Why places

In October, Cairn joined Relative. It was our first acquisition, and the choice of where to begin was deliberate. This note explains the reasoning.

The physical world is the largest public record there is, and it has the worst interface. Every place around you is publishing facts constantly: what it is, when it opens, what it sells, whether it still exists. Almost none of that is written down anywhere a machine can read, and what is written down goes stale faster than any other kind of data. Shops close. Hours change. Roads move. A record of the physical world is wrong by default and must be re-earned continuously.

Meanwhile the demand side keeps growing. Logistics wants to know what is reachable. Insurance wants to know what is where. Retail wants to know what changed. And a new generation of software agents wants to book, route, and visit, which it cannot do against a map that lies.
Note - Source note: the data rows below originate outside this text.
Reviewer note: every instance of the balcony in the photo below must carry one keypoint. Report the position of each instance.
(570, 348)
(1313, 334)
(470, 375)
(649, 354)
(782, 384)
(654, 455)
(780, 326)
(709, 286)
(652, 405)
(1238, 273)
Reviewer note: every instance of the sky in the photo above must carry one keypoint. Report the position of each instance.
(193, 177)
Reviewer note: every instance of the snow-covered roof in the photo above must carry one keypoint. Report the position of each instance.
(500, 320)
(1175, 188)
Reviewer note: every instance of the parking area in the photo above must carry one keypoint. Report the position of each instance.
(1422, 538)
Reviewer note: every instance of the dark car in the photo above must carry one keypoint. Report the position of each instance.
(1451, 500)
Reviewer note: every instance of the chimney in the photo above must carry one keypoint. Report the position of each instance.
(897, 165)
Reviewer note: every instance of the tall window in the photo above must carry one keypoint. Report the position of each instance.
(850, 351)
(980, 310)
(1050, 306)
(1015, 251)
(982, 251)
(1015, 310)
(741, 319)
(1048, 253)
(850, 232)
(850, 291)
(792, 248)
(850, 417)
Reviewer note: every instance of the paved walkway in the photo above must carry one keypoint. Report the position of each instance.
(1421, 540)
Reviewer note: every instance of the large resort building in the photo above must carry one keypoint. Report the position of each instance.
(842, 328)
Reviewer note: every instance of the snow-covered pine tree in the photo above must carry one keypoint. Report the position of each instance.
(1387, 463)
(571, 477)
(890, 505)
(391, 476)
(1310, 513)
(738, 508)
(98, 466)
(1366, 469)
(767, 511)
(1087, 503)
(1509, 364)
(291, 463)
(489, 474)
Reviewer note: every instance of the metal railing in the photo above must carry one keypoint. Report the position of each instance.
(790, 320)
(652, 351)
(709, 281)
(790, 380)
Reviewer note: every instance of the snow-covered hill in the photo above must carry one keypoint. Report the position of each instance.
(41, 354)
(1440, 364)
That combination is what we look for: a large slice of the record, moving quickly, with a painful gap between how it is published and how it is needed.

Within that slice, Cairn was the clear choice. The team had already done the unglamorous part: reading the world’s sources continuously, resolving them into one shape, and treating freshness as the product rather than a feature of it. We did not have to imagine whether the approach worked. It was working.

We expect to apply this same reasoning again. Find the part of the record where staleness hurts most, then find the team that has already refused to accept it.